Ação busca transparência, revisão das tarifas e reparação a usuários prejudicados pelo modelo de pedágio
Porto Velho, Rondônia – O Ministério Público Federal (MPF) ajuizou uma ação civil pública para submeter à Justiça Federal todo o processo regulatório da concessão da BR-364, pedindo reavaliação estrutural do contrato, revisão das tarifas e restituição de valores cobrados indevidamente dos usuários. A ação tem como alvo a Agência Nacional de Transportes Terrestres (ANTT), a concessionária Rodovia Nova 364 S.A. e a União.
REEQUILÍBRIO DO CONTRATO E PROTEÇÃO AO USUÁRIO
Na ação, o MPF afirma que o contrato deve ser repactuado “sob a ótica do interesse público”, vinculando a cobrança de pedágio à entrega efetiva das obras previstas, como duplicações e melhorias de segurança viária. O órgão também solicita que tarifas sejam revistas para valores compatíveis com a capacidade econômica dos usuários da região.
O pedido inclui, ainda, a restituição de eventuais cobranças consideradas abusivas.
TARIFA DE ATÉ R$ 37 EM CUJUBIM É QUESTIONADA
Um dos pontos centrais é a cobrança por meio do sistema free flow, com valores que chegam a R$ 37,00 no trecho de Cujubim. Segundo o MPF, faltam estudos técnicos consistentes e uma Análise de Impacto Regulatório (AIR) que justifique o modelo e os valores adotados.
O Ministério Público requer que a ANTT:
- Realize a AIR completa
- Promova novas audiências públicas nos municípios impactados
- Apresente estudos de viabilidade econômica
PEDIDO DE CONTROLE JUDICIAL
A ação civil pública também busca controle judicial permanente sobre o processo regulatório da concessão, citando fragilidades identificadas e a necessidade de garantir segurança jurídica aos usuários.
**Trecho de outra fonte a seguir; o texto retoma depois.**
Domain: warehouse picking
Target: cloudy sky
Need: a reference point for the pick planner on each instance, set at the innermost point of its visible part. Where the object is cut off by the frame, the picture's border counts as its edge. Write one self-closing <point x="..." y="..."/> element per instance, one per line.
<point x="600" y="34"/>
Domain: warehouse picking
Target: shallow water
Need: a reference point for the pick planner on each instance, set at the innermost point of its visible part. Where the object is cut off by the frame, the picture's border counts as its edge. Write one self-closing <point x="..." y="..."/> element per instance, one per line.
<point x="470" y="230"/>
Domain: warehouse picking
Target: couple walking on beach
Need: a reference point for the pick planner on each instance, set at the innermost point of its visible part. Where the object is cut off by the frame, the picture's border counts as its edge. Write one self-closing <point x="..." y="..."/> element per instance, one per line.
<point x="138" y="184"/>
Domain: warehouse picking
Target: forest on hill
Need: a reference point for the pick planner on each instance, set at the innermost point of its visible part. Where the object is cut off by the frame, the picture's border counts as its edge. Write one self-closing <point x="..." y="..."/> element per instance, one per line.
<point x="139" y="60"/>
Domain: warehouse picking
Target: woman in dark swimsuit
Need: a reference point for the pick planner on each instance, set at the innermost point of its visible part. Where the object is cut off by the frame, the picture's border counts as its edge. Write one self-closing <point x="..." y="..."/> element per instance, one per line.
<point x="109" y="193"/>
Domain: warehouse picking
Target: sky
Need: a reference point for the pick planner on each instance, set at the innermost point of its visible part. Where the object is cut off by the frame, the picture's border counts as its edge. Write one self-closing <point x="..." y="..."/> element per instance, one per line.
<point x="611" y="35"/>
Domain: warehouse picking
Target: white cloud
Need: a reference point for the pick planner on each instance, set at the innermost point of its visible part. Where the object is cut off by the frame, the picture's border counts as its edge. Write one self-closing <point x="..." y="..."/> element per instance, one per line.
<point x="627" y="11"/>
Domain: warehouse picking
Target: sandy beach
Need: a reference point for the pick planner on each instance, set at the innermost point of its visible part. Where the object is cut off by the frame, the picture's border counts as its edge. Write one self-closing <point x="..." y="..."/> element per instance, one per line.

O MPF aponta que liminares já suspenderam temporariamente a cobrança em outros processos, mas reforça que a nova ação tem caráter estrutural, mirando a correção definitiva de falhas no modelo.
O QUE ESTÁ EM JOGO
- Revisão das tarifas e do modelo de pedágio
- Correção de distorções contratuais
- Transparência no processo regulatório
- Segurança jurídica para usuários e para a administração pública
- Responsabilização da concessionária caso irregularidades sejam confirmadas
A ação foi registrada sob o nº 1001556-63.2026.4.01.4100 e segue em análise na Justiça Federal.